A rare purely soapbox moment for this blog.

I am not one to take note of “mandatory” cultural celebrations, this one included.  My only exceptions to this are Memorial Day, Thanksgiving, and Christmas/Easter.

It is no doubt the curmudgeon in me but I fear that in general public celebratory conformity diminishes the heartfelt expressions, reducing them to mere cloying sentimentality, pushing us to compartmentalize integral appreciation into momentary self-congratulatory sanctimony, but I am thus redundant.

For veterans, the reason I do not ostentatiously note November 11 is that I strive to express my appreciation to them every day: thanking soldiers for their service and willingness to write me a check and sign it with their life-blood; anonymously paying for the dinner of a soldier and their family sitting in the opposite side of the restaurant; quietly giving money through my pastor for an airman to fly home for a much-needed but un-affordable visit to his far-absent family.  Either such gestures are part of your life or they are not, the calendar does not dictate them.

I was never in the Service, even though my draft lottery number was #1.   I could not pass the physical exam due to my eyesight, which was very much compromised then as now.  Nevertheless I went through the advance process during my senior year of high school, taking aptitude tests and expressing my specialty preference.  I was provisionally green-lit for nuclear engineering school in the US Navy, I had taken a preliminary psych test for submarine service.  I was expecting to enlist right after high school but the vision thing  booted me out.  So be it.

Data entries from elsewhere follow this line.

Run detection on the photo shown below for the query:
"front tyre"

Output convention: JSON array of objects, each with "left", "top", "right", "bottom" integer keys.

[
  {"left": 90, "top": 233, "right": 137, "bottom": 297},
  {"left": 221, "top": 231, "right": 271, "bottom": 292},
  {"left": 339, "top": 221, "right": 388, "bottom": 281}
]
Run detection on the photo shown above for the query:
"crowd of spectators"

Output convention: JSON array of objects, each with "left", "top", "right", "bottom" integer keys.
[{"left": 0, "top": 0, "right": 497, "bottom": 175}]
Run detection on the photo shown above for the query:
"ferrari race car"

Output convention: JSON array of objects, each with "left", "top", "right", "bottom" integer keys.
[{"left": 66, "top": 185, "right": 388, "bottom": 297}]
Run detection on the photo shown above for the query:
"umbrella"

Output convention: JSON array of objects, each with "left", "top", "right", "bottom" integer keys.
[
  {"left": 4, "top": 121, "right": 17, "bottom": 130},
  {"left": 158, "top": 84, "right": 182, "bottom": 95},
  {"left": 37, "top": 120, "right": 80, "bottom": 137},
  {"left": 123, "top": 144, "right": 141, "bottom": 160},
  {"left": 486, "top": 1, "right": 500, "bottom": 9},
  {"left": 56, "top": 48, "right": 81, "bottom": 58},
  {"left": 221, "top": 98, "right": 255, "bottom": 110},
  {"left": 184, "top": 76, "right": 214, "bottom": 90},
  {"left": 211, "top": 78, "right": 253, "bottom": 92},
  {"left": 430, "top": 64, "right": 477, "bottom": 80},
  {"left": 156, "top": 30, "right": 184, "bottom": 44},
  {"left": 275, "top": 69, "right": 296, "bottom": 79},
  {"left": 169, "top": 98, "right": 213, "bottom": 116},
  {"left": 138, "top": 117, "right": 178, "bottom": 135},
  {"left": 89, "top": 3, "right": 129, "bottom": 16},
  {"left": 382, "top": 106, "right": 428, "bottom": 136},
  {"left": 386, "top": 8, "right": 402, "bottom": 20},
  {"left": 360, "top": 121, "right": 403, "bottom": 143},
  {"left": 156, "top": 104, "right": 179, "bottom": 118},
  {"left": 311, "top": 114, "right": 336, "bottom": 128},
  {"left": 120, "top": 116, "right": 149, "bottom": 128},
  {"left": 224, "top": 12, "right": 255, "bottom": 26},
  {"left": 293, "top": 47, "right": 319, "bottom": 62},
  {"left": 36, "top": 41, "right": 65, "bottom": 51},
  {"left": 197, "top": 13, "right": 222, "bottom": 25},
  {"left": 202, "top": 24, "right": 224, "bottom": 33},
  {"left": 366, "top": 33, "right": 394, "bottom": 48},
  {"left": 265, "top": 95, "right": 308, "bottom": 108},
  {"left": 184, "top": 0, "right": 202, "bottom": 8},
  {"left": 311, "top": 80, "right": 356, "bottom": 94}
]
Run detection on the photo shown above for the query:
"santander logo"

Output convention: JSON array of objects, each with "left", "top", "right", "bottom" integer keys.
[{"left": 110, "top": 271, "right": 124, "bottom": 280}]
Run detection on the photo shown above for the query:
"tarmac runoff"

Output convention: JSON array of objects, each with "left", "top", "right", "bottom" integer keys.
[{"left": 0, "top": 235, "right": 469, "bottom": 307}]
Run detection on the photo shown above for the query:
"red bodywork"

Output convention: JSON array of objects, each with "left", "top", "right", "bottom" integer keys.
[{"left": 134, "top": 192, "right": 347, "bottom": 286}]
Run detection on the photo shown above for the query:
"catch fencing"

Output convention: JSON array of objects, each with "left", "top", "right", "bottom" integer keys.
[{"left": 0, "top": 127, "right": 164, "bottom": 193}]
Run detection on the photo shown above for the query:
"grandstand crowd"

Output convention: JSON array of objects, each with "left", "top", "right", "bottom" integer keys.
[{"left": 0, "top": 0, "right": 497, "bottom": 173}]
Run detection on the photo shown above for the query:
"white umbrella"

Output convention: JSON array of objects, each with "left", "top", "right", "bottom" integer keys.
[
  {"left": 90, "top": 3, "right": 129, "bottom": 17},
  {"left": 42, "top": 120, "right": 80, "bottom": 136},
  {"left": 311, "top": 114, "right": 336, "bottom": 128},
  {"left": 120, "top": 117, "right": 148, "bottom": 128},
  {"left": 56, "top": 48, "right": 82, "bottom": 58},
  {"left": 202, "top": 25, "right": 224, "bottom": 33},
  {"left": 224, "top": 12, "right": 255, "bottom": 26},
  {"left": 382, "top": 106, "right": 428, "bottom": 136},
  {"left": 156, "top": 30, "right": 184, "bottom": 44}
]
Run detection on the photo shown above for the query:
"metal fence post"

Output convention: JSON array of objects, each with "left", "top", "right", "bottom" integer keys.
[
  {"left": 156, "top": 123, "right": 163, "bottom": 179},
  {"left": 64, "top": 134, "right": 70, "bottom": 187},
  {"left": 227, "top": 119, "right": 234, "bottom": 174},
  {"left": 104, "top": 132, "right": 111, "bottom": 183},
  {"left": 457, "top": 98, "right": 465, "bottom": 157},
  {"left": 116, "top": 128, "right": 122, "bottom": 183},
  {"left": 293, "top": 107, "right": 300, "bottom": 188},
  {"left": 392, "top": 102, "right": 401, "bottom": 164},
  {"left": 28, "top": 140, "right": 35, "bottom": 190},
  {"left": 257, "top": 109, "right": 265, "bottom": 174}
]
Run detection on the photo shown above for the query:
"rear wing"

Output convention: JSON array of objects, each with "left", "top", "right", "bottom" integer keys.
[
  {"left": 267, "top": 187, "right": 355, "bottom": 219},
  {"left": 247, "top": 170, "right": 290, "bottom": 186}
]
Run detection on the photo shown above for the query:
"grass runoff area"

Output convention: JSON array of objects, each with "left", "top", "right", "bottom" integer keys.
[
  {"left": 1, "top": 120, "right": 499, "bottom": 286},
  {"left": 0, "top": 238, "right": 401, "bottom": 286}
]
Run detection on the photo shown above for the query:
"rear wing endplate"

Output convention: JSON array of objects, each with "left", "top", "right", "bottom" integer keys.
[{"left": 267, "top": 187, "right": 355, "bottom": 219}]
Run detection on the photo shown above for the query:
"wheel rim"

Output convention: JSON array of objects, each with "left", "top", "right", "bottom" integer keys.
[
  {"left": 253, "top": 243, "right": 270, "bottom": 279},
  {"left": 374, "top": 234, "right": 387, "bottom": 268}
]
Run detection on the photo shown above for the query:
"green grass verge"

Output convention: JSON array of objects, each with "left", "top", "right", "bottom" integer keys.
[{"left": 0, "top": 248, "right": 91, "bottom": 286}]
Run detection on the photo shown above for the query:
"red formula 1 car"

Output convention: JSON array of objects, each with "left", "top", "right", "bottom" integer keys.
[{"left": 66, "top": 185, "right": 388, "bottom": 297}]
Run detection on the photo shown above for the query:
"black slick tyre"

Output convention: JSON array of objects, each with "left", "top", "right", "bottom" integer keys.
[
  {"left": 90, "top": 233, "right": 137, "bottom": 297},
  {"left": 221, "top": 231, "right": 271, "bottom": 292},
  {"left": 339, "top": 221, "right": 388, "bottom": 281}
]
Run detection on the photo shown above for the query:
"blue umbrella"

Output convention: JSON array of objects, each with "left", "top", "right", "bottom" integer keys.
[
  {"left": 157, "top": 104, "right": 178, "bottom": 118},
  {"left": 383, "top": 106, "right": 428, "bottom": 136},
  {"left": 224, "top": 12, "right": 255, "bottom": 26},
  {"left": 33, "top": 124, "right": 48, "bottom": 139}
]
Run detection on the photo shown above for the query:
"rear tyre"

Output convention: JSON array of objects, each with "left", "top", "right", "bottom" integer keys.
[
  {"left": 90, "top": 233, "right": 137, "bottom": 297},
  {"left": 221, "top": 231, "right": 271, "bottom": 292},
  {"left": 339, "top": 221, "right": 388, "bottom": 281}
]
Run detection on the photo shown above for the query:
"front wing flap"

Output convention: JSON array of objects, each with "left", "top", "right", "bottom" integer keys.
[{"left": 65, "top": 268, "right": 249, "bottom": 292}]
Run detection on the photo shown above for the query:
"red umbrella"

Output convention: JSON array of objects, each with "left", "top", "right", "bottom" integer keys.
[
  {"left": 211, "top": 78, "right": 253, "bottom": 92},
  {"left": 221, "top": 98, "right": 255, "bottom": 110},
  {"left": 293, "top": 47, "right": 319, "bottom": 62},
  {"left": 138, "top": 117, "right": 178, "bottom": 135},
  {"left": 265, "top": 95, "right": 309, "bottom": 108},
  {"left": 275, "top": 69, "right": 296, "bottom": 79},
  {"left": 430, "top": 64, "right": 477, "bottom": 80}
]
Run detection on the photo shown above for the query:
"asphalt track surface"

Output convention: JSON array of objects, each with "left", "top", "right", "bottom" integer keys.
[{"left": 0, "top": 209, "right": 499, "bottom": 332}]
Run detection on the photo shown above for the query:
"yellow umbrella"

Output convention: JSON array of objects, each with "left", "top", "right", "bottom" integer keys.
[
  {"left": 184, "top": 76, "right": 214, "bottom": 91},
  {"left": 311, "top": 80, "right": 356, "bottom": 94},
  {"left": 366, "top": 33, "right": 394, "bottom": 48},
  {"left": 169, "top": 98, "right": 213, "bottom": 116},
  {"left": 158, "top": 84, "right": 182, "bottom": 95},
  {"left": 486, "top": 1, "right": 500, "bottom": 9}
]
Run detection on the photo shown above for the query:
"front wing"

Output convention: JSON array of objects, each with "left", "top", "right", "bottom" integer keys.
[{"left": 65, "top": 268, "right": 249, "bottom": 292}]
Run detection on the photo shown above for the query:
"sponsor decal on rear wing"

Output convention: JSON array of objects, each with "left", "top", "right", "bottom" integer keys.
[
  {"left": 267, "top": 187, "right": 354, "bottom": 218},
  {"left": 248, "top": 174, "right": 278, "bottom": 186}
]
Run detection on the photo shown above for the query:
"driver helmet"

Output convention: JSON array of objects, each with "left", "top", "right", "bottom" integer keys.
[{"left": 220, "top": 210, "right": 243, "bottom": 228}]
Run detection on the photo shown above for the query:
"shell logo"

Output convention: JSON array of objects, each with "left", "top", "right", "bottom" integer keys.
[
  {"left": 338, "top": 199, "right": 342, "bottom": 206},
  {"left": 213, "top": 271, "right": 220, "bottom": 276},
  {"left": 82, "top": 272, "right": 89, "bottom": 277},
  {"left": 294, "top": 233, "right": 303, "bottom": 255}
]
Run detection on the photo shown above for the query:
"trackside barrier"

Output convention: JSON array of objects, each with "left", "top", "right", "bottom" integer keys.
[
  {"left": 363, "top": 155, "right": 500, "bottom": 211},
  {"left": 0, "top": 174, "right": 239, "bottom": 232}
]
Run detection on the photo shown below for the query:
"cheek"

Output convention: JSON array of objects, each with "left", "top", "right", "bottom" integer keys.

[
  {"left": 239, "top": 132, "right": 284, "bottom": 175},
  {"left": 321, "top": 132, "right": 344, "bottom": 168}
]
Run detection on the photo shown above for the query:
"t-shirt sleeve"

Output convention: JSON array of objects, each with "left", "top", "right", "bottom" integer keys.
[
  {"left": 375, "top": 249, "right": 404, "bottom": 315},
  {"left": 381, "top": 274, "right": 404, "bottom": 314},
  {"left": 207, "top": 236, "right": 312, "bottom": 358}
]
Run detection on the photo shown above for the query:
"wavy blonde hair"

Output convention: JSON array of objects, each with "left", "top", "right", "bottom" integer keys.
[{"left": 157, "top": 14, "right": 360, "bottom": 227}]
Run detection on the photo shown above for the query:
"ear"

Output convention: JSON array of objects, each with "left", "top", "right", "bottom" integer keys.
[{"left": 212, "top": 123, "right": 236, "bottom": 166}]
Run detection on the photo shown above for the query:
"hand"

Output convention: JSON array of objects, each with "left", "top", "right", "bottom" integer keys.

Lest you think I am uncharitable in my (lack of) public celebrations, consider my attitude toward the Fourth of July.  Though it is one of four public holidays I note here, any fair-minded reading of The Declaration of Independence, which to me was the very pinnacle of civic human culture, could lead to a fair conclusion that its majestic premises were abandoned generations ago.  I revere the Declaration and consider myself a Declarationist first and a Constitutionalist second, but the public hoopla around July 4 rings hollow in a culture that ardently opposes its ideals across the partisan spectrum.

Even the two days most noted in faith, Christmas and Easter, do not resonate with me though I am a devout Follower of The Way.  If I genuinely believe in the Incarnation and Resurrection, it affects me in every way and on every day.  If not, not.  No “ceremonial days” can change that.

Just one of my many quirks.

Stepping down off the box.  Back to woodworking.